C’era da aspettarselo: la pronuncia della Cassazione era il passo successivo all’abrogazione della legge Fini-Giovanardi decisa dalla Corte costituzionale nello scorso febbraio. Ora, la Suprema Corte ha stabilito che i condannati per droga potranno rinegoziare le pene al ribasso, essendo venuto meno il dispositivo giuridico tramite cui sono stati condannati in prima battuta.

La sentenza diffusa ieri da parte delle Sezioni Unite della Cassazione, presiedute dal primo presidente Giorgio Santacroce, ha due volti. Da una parte, costituisce l’ennesimo intervento che ribalta l’ordine sanzionatorio e giurisprudenziale in fatto di possesso e spaccio di stupefacenti; dall’altra, però, potrebbe favorire la posizione del governo sull’altro pronunciamento, quello che pende da ormai un anno sull’Italia in merito alla situazione delle carceri nella penisola. Sovraffollamento, situazioni al limite della sopportabilità umana, strutture fatiscenti e, in generale, un’occupazione di molto superiore alla reale capienza delle strutture presenti nel territorio hanno portato la Corte europea dei diritti umani a condannare il nostro Paese.

Ma le ricadute immediate della sentenza della Cassazione, ovviamente, si potranno riscontrare sul piano dei reati legati agli stupefacenti.

 

Quali saranno, dunque, gli effetti della sentenza dopo la bocciatura della Fini-Giovanardi da parte della Consulta?

Venuta meno la legge del 2006 sulla droga, è infatti tornata immediatamente in vigore la norma Iervolino-Vassalli, che prevede il principio del “favor rei” per le cause ancora in corso di svolgimento.

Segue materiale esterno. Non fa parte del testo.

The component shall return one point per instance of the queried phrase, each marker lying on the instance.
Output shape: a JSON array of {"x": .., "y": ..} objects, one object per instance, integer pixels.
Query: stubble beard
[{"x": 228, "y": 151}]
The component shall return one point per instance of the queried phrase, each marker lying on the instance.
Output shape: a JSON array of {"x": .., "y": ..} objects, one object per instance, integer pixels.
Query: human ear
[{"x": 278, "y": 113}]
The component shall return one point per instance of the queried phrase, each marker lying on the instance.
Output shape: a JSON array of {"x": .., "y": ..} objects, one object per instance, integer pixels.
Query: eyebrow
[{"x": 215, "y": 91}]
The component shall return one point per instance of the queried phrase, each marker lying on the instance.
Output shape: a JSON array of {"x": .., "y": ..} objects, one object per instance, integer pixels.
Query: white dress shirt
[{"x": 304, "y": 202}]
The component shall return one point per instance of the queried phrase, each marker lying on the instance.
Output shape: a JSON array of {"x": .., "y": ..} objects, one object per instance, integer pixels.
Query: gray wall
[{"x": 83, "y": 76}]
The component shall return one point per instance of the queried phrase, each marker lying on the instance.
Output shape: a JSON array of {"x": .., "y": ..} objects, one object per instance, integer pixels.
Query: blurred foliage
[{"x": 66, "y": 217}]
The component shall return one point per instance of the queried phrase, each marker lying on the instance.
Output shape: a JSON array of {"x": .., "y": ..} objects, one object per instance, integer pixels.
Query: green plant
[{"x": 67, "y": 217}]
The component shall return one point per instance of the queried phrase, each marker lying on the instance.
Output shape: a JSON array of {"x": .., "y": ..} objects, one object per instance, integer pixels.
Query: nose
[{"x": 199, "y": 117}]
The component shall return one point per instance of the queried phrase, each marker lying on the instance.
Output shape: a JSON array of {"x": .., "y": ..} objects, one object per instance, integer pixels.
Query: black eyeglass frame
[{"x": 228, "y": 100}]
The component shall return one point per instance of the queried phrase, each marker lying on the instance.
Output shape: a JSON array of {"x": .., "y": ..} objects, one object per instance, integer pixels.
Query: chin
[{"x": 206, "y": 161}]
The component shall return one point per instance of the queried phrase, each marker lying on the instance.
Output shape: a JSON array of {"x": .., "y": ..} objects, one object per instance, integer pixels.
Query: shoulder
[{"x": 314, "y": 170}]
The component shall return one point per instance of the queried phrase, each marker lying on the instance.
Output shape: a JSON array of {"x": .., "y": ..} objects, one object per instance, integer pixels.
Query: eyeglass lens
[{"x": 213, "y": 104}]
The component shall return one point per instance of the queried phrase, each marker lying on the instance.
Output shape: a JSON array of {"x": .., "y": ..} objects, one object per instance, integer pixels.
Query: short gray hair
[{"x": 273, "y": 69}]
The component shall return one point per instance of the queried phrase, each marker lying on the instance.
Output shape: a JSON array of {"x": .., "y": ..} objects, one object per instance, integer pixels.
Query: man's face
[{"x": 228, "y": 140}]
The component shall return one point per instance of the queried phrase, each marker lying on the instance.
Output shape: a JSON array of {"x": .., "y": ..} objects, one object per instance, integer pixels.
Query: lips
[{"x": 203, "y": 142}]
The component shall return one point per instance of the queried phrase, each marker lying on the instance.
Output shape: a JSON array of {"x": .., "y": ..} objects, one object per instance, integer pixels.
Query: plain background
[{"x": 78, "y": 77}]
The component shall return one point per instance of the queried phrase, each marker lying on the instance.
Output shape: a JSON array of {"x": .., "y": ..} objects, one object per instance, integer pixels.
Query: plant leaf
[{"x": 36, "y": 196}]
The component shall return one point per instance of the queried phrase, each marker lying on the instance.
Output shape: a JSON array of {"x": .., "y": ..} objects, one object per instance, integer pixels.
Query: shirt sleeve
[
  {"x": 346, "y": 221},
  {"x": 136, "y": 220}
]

La Suprema Corte era stata chiamata a definire se “la dichiarazione di illegittimità in una norma penale sostanziale diversa dalla norma incriminatrice comporti una rideterminazione della pena “in executivis” vincendo la preclusione del giudicato”. Una questione a cui la Sezioni Unite hanno risposto positivamente, specificando che “il giudice dell’esecuzione, ferme le vincolanti valutazioni di merito espresse dal giudice della cognizione nella sentenza della cui esecuzione si tratta, ove ritenga prevalente sulla recidiva la circostanza attenuante di cui all’art. 73, ai fini della rideterminazione della pena dovrà tenere conto del testo di tale disposizione come ripristinato a seguito della sentenza della Corte Costituzionale n.32 del 2014, senza tenere conto di successive modifiche legislative”.

In sostanza, è stato riconosciuto l’effetto retroattivo sulle condanne definitive del pronunciamento della Corte costituzionale, di modo che, chi si trovi attualmente in carcere in seguito all’applicazione della legge decaduta Fini-Giovanardi, potrà chiedere di rivedere la propria condanna per sopraggiunti ragioni normative.

 

In che modo questo può influire sulla presenza in carcere dei detenuti?

I primi conteggi sostengono che dai tremila ai quattromila detenuti potrebbero beneficiare della posizione espressa dalla Cassazione, chiedendo la rinegoziazione della pena e uscire preventivamente dai penitenziari. Comunque, va sottolineato che la popolazione carceraria che deve la propria presenza in cella a reati legati agli stupefacenti conta circa 21mila persone, quasi uno su tre detenuti. Più nello specifico, gli interessati delle novità potrebbero arrivare a 9mila, cioé coloro che abbiano commesso condotte legate allo spaccio ma di lieve entità; esclusi, a tal proposito, tutti coloro che abbiano scvolto azione di spaccio di droghe pesanti con associazione a delinquere.

Dunque, potenzialmente, il governo potrebbe risolvere la vertenza europea proprio grazie all’intervento di piazza Cavour, che proprio ieri ha visto scade l’ultimatum concesso un anno fa, senza che il numero dei detenuti sia sensibilmente calato, malgrado i decreti carceri e pro pene alternative approvati nei mesi recenti.